この記事を書いた人 Avatar photo 嶋野 雅明
安里さんたちが隠れていた壕があった「あやかりの杜」の周辺

 1945年4月1日、沖縄本島の中部西海岸に上陸した米軍は、日本軍の激しい抵抗を受けないまま進攻します。その日のうちに安里一三さん(87)=北中城村=らが避難していた壕のある中城村(現北中城村)喜舎場に米兵が現れます。

 《4月1日午前、米軍は北谷の海岸に上陸したのである。大変よい天気だった。その日午後1時ごろ、米軍は私の部落近くまで到着したのである。》

 壕は見晴らしの良い場所にあり、避難していた住民は米軍の動きを見ていました。喜舎場国民学校に駐屯していた第64旅団は別の場所に移っていました。

 「米兵がジープを乗り回していました。こっちには日本兵はいないし、もう静かですよ。弾一つ飛ばなかったし、空襲もありませんでした」
 住民は米兵に捕まったら殺されるという噂(うわさ)を聞いていました。「日本兵も悪宣伝をしていました」と安里さんは語ります。

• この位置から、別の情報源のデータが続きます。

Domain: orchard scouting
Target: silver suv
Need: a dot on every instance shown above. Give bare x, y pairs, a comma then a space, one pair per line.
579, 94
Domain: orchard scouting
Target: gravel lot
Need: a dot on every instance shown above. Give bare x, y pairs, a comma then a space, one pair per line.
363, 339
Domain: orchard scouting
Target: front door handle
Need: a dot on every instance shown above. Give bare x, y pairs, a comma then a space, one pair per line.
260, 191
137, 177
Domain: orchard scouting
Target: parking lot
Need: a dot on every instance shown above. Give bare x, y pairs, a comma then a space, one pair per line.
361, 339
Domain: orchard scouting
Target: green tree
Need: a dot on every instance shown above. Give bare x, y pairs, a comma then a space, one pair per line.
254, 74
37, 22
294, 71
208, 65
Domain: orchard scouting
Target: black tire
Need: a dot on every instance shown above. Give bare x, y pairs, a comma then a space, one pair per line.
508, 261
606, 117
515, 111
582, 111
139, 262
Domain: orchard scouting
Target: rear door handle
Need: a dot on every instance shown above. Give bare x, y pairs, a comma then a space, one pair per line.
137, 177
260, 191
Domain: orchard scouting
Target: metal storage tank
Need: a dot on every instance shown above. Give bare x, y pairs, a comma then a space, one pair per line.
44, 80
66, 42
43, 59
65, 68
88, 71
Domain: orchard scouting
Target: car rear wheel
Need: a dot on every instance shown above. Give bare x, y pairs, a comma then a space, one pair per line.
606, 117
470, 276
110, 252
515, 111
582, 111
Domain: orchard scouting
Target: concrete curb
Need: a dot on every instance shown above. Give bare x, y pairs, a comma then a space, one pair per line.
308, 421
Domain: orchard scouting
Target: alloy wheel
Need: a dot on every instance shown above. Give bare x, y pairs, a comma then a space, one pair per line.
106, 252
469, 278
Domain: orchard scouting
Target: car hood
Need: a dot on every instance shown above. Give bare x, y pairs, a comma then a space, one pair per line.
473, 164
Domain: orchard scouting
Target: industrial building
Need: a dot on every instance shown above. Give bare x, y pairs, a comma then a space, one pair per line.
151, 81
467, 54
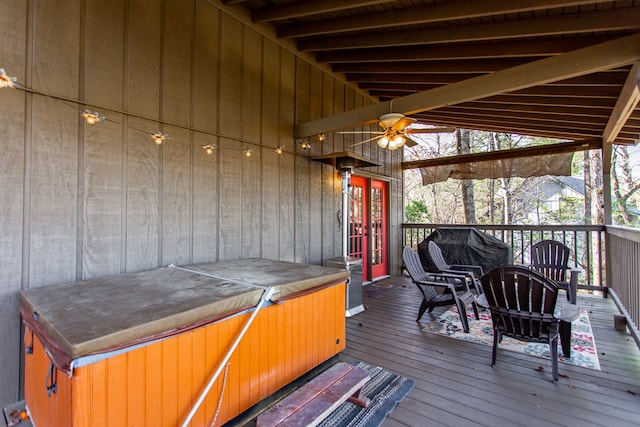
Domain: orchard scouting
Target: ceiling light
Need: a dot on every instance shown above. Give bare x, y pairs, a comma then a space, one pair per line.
6, 81
396, 142
383, 142
158, 137
92, 117
209, 148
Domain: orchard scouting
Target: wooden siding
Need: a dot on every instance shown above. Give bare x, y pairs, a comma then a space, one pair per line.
83, 201
158, 384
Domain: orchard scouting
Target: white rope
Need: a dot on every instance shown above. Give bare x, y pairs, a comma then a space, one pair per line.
224, 384
266, 295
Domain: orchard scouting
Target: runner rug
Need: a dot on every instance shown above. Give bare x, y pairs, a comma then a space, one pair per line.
583, 347
384, 389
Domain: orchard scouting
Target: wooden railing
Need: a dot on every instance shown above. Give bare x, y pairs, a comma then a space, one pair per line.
594, 248
624, 257
585, 241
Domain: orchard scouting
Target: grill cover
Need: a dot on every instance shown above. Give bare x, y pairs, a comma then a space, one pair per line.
466, 246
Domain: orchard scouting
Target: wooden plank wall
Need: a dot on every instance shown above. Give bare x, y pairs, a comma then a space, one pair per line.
83, 201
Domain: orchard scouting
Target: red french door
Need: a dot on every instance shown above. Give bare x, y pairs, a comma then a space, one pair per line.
368, 226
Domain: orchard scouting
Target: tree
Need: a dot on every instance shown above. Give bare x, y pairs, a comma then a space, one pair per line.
623, 184
463, 139
416, 211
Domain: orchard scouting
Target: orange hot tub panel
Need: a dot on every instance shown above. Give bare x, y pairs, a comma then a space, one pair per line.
151, 371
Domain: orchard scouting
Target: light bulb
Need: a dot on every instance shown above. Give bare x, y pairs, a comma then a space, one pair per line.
396, 142
209, 148
7, 81
91, 117
158, 137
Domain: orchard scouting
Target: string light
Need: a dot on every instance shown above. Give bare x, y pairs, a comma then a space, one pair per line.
7, 81
158, 137
92, 117
383, 142
396, 142
209, 148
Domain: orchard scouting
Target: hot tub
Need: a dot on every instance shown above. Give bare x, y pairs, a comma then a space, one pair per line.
138, 349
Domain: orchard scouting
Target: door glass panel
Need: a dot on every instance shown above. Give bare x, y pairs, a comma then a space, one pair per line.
356, 233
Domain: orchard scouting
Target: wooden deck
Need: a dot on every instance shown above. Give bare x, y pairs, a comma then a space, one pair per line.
456, 386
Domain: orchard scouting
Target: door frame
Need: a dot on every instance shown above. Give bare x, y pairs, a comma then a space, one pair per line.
367, 267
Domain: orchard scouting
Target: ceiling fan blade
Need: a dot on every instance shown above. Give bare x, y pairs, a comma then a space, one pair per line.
403, 123
367, 140
410, 142
445, 129
348, 132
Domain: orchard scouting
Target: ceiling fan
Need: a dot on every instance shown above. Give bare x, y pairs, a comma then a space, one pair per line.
395, 131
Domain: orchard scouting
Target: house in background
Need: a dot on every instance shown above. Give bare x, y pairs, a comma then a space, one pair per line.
545, 198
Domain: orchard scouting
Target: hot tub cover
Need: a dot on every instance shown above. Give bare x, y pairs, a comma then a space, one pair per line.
467, 246
96, 315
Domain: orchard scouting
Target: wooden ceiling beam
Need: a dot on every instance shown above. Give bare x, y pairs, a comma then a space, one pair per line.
543, 90
566, 147
306, 8
500, 49
596, 21
438, 12
606, 77
506, 113
521, 109
627, 102
612, 54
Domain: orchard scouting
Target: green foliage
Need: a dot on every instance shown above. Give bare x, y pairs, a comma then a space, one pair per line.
416, 211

 そして、2日午後2時ごろ、1人の米兵が銃を持って壕の中に入ってきました。「壕にいた大人の一人が『相手は1人だ。みんなでたっ殺(くる)そう』と言い出したんですが、誰も反応しませんでした。みんなびくびくして、同調しないんです。抵抗していたら、どうなっていたか」

 住民は壕を出て、米軍のトラックに乗せられました。安里さんの戦後はこの日から始まりました。